The book’s structure points to O’Rourke’s mastery of the form. In one chapter of Parliament, he accompanies D.C. police on a drug raid. In another, he travels to the South Bronx with Curtis Sliwa, founder of the Guardian Angels—and, now, New York City’s Republican mayoral candidate. One section finds him in Peshawar, Pakistan. Another chronicles a visit to Panama after U.S. forces captured the dictator Manuel Noriega. Then O’Rourke spends time on the USS Mobile Bay, a Ticonderoga class Aegis missile cruiser, prompting the following insight: “This is the way to waste government money.”
P.J. O’Rourke’s depiction of government endures because government’s ambitions will forever outrun its means.
A high school or college student interested in writing could do a lot worse than study O’Rourke’s techniques: how he establishes scenes, narrates actions, riffs on themes. A sense of humor can’t be taught. But, through close reading and practice, you can learn the methods behind immersive reporting and lucid writing. And we need more of both.
We need more of O’Rourke’s philosophy, too. In his final decade the “Republican Party Reptile” found himself, like a lot of people, politically homeless. Donald Trump, MAGA populism, and economic nationalism didn’t appeal to him. Bernie Sanders, socialism, and wokeism didn’t either. O’Rourke remained an advocate for freedom: Conservatism is, at least in its American form, a philosophy that relies upon personal responsibility and promotes private liberty. It is an ideology of individuals. Everyone with any sense and experience in life would rather take his fellows one by one than in a crowd. Crowds are noisy, unreasonable, and impatient. They can trample you easier than a single person can. And a crowd will never buy you lunch.
This emphasis on dignity, freedom, and responsibility may seem archaic to the critics of so-called “Zombie Reaganism.” But it is fundamental to humane conservative politics. An American conservatism that has no place for freedom neither inspires nor connects to the wellsprings of the American political tradition: constitutional rule of law and a limited government that makes room for family, church, civil society, and individual choice.

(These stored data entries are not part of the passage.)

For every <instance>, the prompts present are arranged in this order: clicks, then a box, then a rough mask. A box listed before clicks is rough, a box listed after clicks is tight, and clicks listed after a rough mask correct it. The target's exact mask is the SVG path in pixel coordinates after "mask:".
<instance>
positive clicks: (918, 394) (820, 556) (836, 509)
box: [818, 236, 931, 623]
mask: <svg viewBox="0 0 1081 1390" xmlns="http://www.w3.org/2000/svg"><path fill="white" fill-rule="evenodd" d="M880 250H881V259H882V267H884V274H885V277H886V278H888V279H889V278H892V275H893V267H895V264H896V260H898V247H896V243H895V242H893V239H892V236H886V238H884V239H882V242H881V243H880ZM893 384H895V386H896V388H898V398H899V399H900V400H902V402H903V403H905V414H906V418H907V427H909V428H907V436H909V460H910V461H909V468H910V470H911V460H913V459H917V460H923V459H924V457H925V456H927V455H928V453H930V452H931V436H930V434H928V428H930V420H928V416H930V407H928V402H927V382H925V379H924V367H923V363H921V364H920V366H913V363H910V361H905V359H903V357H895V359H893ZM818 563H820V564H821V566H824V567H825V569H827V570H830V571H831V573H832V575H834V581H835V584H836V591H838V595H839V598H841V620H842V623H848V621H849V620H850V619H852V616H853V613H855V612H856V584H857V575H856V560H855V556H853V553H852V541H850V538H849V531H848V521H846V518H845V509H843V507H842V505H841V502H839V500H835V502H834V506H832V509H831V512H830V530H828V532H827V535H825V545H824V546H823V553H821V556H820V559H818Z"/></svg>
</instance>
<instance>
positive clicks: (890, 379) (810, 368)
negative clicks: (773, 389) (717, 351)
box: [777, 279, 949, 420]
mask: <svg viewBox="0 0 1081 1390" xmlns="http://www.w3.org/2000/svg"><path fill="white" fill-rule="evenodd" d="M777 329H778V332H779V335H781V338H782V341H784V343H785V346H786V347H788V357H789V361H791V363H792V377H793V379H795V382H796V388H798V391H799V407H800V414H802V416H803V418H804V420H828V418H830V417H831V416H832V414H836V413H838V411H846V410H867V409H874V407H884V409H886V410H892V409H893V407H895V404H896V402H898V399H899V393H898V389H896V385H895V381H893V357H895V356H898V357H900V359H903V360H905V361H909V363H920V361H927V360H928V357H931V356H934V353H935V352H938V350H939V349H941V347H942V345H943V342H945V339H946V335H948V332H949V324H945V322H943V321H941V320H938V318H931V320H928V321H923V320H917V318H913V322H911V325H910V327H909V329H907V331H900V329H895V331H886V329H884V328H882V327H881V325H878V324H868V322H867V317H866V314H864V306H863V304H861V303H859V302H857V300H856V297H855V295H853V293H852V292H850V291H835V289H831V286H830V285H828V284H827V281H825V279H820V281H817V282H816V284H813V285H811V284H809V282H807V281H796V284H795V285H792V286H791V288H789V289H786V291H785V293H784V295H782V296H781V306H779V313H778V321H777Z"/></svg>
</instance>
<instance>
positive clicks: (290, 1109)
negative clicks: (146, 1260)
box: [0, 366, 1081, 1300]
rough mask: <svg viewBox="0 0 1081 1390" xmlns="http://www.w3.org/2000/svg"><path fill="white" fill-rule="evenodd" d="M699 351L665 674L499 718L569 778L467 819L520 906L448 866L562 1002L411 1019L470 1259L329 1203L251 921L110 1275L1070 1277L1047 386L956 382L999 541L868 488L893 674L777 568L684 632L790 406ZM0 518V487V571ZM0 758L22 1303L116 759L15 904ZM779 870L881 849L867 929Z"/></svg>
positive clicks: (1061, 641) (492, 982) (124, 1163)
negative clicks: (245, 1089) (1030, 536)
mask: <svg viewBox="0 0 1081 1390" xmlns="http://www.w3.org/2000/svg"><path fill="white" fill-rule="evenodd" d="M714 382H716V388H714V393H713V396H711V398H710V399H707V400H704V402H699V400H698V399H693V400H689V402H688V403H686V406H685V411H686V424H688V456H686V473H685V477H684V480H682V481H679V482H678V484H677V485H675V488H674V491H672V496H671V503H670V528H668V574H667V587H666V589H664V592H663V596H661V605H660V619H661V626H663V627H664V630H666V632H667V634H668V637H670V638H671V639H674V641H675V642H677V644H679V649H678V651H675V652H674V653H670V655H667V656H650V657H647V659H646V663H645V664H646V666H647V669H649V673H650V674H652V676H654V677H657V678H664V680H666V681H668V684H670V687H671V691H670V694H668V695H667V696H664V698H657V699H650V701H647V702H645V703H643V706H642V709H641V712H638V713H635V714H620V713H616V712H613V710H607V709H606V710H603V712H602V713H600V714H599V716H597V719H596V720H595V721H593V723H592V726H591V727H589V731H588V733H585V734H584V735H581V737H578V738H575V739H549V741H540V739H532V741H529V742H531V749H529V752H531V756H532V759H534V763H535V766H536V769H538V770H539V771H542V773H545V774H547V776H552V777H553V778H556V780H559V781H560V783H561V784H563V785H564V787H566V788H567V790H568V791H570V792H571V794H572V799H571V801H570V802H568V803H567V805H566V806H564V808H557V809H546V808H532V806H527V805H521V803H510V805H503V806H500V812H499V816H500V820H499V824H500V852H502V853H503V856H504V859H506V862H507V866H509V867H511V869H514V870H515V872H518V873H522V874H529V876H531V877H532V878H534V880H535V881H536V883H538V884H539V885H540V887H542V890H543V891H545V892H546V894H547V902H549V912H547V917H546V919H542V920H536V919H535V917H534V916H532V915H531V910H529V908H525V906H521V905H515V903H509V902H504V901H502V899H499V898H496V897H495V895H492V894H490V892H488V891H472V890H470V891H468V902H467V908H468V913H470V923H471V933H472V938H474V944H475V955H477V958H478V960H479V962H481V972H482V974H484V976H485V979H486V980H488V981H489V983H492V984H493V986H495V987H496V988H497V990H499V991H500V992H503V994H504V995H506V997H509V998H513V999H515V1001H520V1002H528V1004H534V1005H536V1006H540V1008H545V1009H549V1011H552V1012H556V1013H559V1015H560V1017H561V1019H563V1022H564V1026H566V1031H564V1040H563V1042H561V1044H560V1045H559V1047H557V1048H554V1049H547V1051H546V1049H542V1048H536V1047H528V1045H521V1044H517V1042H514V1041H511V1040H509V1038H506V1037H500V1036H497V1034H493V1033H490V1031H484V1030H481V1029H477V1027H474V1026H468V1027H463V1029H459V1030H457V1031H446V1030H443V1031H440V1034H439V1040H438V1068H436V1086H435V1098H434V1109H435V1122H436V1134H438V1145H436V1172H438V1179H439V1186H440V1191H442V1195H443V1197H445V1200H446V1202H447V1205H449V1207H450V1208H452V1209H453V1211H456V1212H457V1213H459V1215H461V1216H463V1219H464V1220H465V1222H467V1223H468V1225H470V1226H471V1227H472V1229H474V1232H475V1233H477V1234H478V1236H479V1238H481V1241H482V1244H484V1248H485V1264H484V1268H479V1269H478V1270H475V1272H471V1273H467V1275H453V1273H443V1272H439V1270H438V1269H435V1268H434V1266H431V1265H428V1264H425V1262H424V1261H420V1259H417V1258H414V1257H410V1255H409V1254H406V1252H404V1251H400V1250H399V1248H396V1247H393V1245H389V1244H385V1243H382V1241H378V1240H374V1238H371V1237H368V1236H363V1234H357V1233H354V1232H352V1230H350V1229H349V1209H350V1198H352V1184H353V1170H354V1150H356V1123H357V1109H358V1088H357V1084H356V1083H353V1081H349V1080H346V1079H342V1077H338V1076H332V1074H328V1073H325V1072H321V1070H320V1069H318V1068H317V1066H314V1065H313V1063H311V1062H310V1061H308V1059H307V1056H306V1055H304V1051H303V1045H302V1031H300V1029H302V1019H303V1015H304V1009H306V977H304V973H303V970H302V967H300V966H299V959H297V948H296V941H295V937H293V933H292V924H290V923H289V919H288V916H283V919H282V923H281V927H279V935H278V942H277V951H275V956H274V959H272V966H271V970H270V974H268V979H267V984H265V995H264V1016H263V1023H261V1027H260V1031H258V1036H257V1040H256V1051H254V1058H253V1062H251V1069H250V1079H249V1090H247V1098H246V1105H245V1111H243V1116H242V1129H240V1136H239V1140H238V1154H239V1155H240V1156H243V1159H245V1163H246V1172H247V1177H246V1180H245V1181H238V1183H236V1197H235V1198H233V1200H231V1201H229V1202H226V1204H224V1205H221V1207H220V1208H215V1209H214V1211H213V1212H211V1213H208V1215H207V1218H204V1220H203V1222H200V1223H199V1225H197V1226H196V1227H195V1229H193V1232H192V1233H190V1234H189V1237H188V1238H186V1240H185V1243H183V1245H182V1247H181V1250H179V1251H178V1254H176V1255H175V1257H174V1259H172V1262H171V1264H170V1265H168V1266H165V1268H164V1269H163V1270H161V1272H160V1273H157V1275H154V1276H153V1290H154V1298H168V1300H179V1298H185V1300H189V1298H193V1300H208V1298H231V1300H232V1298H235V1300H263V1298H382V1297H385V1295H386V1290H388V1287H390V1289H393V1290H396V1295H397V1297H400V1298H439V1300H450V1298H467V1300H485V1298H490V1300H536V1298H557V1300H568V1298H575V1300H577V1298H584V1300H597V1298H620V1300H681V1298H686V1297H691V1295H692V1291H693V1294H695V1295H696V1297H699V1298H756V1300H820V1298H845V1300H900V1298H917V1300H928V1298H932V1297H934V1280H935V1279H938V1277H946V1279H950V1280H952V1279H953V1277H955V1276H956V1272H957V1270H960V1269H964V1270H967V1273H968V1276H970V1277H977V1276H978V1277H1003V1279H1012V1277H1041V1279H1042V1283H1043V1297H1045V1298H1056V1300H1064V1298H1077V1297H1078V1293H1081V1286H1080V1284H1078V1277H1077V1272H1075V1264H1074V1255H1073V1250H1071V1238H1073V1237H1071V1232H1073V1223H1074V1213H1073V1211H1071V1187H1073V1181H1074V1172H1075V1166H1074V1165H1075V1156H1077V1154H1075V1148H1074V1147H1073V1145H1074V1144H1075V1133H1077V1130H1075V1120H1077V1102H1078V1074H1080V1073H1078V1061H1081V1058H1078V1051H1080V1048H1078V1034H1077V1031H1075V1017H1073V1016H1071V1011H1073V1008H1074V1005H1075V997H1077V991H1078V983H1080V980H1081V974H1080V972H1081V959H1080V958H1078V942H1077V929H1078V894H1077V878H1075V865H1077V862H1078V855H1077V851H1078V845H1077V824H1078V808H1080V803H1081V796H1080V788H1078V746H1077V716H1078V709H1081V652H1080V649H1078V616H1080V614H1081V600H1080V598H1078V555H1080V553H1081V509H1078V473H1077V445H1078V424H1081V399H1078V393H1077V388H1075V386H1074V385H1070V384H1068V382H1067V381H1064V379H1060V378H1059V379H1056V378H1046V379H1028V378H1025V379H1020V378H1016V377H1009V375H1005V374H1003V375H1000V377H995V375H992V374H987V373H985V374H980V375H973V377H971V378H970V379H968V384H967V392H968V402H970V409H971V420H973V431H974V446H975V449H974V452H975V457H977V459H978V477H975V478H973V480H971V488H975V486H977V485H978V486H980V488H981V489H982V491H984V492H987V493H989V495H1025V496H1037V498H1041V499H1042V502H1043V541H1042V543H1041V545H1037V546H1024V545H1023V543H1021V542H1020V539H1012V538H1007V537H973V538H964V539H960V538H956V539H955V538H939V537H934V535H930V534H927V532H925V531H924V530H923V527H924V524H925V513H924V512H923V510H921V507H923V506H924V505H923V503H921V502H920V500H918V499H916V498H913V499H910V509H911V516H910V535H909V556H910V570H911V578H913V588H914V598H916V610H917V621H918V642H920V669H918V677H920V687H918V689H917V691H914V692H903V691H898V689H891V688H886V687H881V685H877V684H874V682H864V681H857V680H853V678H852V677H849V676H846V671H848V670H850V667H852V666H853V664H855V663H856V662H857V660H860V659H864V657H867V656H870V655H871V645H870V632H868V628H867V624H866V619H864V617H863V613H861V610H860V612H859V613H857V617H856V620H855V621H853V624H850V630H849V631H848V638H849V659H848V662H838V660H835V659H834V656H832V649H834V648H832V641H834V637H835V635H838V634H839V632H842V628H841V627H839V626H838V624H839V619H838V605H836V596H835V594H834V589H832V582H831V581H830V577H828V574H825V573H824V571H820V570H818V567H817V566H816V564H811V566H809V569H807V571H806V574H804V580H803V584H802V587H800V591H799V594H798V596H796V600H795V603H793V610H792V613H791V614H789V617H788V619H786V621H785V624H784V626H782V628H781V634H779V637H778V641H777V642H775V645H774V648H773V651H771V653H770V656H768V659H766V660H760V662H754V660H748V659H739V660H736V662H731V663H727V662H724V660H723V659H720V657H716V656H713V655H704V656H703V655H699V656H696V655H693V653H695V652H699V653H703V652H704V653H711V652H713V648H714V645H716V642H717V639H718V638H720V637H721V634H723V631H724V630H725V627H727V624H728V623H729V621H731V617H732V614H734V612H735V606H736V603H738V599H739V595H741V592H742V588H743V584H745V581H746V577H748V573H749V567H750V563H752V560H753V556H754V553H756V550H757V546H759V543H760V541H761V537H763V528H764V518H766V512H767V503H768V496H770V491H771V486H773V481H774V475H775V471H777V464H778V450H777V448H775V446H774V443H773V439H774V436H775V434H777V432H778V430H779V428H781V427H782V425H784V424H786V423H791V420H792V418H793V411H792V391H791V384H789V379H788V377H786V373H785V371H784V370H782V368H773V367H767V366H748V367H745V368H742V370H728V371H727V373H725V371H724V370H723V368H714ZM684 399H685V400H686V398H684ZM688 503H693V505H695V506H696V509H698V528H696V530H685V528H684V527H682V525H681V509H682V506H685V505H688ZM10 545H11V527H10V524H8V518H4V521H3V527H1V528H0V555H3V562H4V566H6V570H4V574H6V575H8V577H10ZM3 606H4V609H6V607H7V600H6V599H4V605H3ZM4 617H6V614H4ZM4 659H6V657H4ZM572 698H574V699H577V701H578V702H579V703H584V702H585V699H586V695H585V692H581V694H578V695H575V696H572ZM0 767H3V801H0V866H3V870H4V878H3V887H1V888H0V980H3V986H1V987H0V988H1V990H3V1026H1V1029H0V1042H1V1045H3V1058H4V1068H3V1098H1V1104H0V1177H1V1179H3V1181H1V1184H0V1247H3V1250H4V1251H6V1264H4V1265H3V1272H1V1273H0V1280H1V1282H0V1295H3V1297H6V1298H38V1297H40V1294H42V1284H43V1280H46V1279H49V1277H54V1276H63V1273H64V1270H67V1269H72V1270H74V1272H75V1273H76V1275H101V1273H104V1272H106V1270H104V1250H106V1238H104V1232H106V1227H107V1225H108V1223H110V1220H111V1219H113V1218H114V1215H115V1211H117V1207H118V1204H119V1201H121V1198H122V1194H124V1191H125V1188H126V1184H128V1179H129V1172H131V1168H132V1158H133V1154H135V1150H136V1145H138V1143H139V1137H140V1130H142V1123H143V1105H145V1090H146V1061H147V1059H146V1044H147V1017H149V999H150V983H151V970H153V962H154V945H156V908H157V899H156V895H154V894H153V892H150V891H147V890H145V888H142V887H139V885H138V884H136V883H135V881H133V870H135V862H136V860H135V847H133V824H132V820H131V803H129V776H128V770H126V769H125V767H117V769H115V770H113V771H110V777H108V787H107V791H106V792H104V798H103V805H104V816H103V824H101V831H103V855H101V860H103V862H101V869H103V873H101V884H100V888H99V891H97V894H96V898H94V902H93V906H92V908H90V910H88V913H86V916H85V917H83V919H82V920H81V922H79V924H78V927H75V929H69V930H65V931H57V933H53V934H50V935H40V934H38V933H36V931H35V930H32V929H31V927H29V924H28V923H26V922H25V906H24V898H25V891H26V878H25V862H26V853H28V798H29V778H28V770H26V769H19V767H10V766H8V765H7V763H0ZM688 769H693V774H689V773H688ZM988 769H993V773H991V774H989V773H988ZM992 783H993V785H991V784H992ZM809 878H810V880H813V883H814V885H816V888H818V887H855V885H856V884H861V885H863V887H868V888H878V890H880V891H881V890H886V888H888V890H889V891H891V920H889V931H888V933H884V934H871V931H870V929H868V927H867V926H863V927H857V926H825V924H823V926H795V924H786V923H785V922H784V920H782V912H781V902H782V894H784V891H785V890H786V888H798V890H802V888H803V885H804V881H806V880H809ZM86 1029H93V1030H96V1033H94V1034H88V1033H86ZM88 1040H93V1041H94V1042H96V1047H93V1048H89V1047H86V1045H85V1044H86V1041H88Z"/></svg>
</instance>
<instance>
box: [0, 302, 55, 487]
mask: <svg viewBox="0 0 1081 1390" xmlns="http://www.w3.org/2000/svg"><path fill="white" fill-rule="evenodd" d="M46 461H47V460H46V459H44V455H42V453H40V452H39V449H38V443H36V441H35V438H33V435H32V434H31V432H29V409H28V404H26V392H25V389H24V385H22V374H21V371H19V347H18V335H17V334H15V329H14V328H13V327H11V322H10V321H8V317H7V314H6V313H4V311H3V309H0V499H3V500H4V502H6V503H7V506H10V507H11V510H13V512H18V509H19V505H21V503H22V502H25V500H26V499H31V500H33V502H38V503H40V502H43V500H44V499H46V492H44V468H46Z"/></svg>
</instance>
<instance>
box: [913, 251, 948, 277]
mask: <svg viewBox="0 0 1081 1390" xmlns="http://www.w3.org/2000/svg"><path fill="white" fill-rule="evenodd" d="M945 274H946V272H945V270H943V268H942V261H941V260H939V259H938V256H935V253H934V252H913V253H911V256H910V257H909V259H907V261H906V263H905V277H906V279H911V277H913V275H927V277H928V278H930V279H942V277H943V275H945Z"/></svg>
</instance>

P.J. O’Rourke’s depiction of government endures because government’s ambitions will forever outrun its means. And his convictions speak to the best in American conservatism: its common sense, its celebration of political and economic freedom, its fun-loving spirit, and its cutting wit. Read Parliament of Whores, and remember its central argument: Democrats “are the party of government activism, the party that says government can make you richer, smarter, taller, and get the chickweed out of your lawn. Republicans are the party that says government doesn’t work, and then they get elected and prove it.” Some things never change.